日本テレマン協会のベートーヴェン (3・後篇)


 ベートーヴェンの9つの交響曲が革新の過程をたどっていて、たまにひと休み(第4、8番)しつつも、その方向性は第9番で極まる、という直線的進歩史観は「つまずきの石」。この進歩史観を支えているのは、9つの交響曲をすべて同一のジャンルとみなすジャンル意識だろう。実際は、楽曲の演奏される場所や機会、注文主といった音楽外の要素によってもジャンル意識は形成されており、多様な(多様にもほどがある)9つの「交響曲」を1つの枠に閉じ込めるのには無理があるのではないだろうか。
 以上を念頭に置いて<交響曲第4番>を考えたい。従来の視点によるとこの交響曲は、<第3番>と<第5番>という峰に挟まれた低地とされる。しかし、この交響曲を谷間と考えるのは、直線的進歩史観とそれに基づくジャンル意識によっているからだ。
 <第5番>と創作時期が重なる<第4番>だが、両者の「用途」はかなり異なっている。大規模な公開演奏会のために作曲された<第5番>。一方、私設オーケストラを持つ貴族の依頼で書かれたのが<第4番>。注文主の伯爵はベートーヴェンの<交響曲第2番>をこよなく愛していたという。この点で<第2番>とのつながりも納得できる。音楽の内実が3番・5番とは大きく異なり、用途も異なっていることを考慮すれば、<第4番>を無理に「交響曲」の文脈に位置づけるより、少なくとも第3番・5番とは別のジャンルと考えるほうが望ましいのではなかろうか。
 そこから見えてくるのは、ベートーヴェンが<第4番>を「管楽合奏曲」のジャンルに寄せて企図していた可能性だ。というのも、この曲は注文主の私設オーケストラを想定して書かれている。フルート1本の編成はそのオーケストラの規模にあわせた措置だろう。当時、フルート奏者が1人(その他2管)の宮廷楽団の場合、弦楽器奏者は全員あわせて平均10人強。この規模の楽団で<第4番>、すなわちクラリネットなど管楽器がこれまでになく活躍する曲を演奏したら、その音響はいかなるものだったろうか。「当時の耳」を再現することは出来ないにしても、史料にもとづく想像は「歴史の遊戯」として認められるだろう。管楽器の活躍と弦楽とのバランス、ここが<第4番>の聴きどころと言える。
 当夜の演奏は、史料からうかがい知れる作曲者の「意図(といえるうちの1つ)」を的確に表現。

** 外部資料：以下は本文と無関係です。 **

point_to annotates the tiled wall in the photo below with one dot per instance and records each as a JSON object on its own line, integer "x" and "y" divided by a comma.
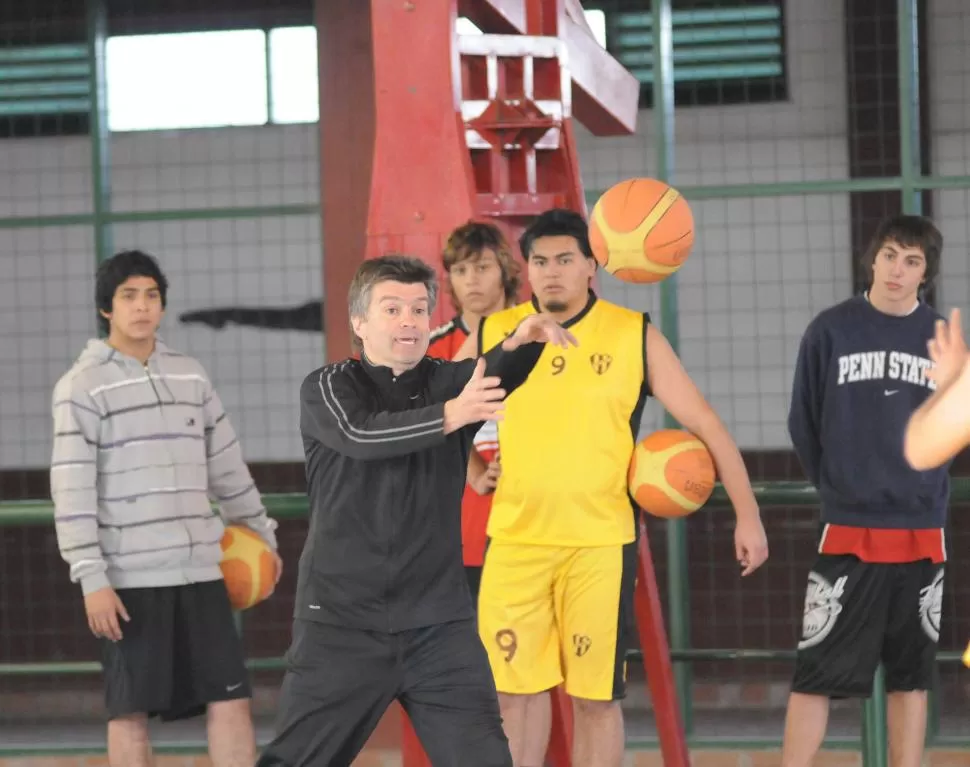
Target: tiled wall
{"x": 761, "y": 268}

「厚い弦5部に支えられた(高低音域ともに)均質な音質の管楽器」という「カラヤンサウンド」を捨て、管弦バランスの逆転(というよりも本来性の回帰か)と音色の多様性の追求とに貫かれていた。そこから浮かび上がったのは、われわれが考えていた以上に管楽器が幅を利かせる<第4番>の姿。ときおり「ほんの10人ほどで弾いている」かのように聴こえる弦楽器群のアンサンブル能力とバランス感覚は、「管楽器の神輿」を担ぐのに充分の足腰だ。

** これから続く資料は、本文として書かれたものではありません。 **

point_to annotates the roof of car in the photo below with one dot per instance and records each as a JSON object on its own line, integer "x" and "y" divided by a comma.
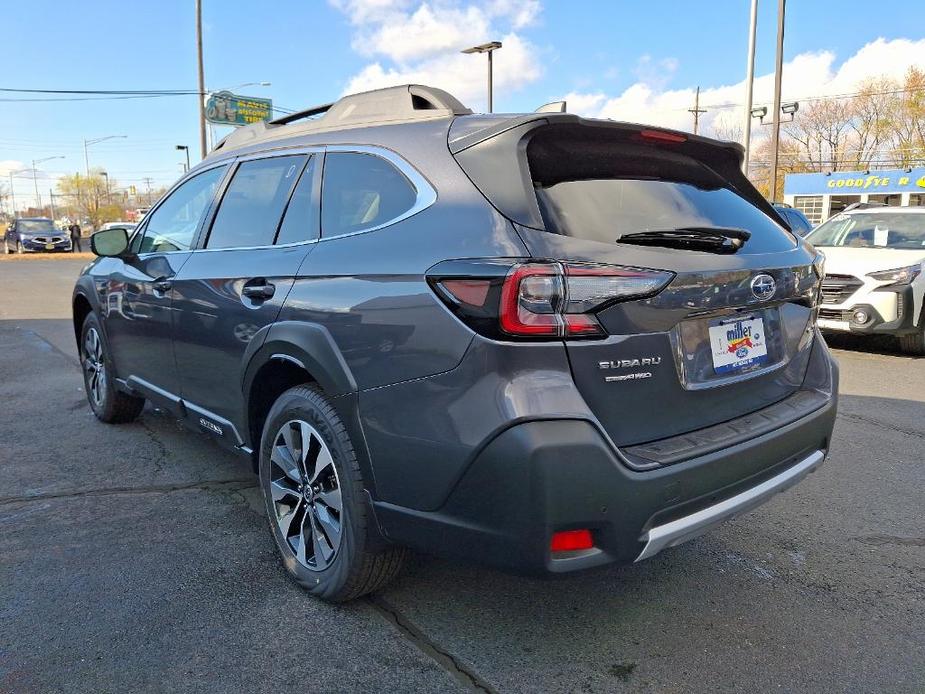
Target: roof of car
{"x": 407, "y": 104}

 20世紀のカラヤン・ドグマとは無縁、原理主義的(つまりノーテンキな)古楽とも一線を画す。楽器・奏法・学知そして感受性をフルに動員した演奏は、「9つの交響曲」をめぐる直線的歴史観から<第4番>を救い出した。われわれがピリオド楽器演奏の最前線に立ち会っていることは間違いない。進軍は6月もつづく。いよいよ次は『のだめ』の回だ(第7番・8番。6月20日[金] 大阪・いずみホール)。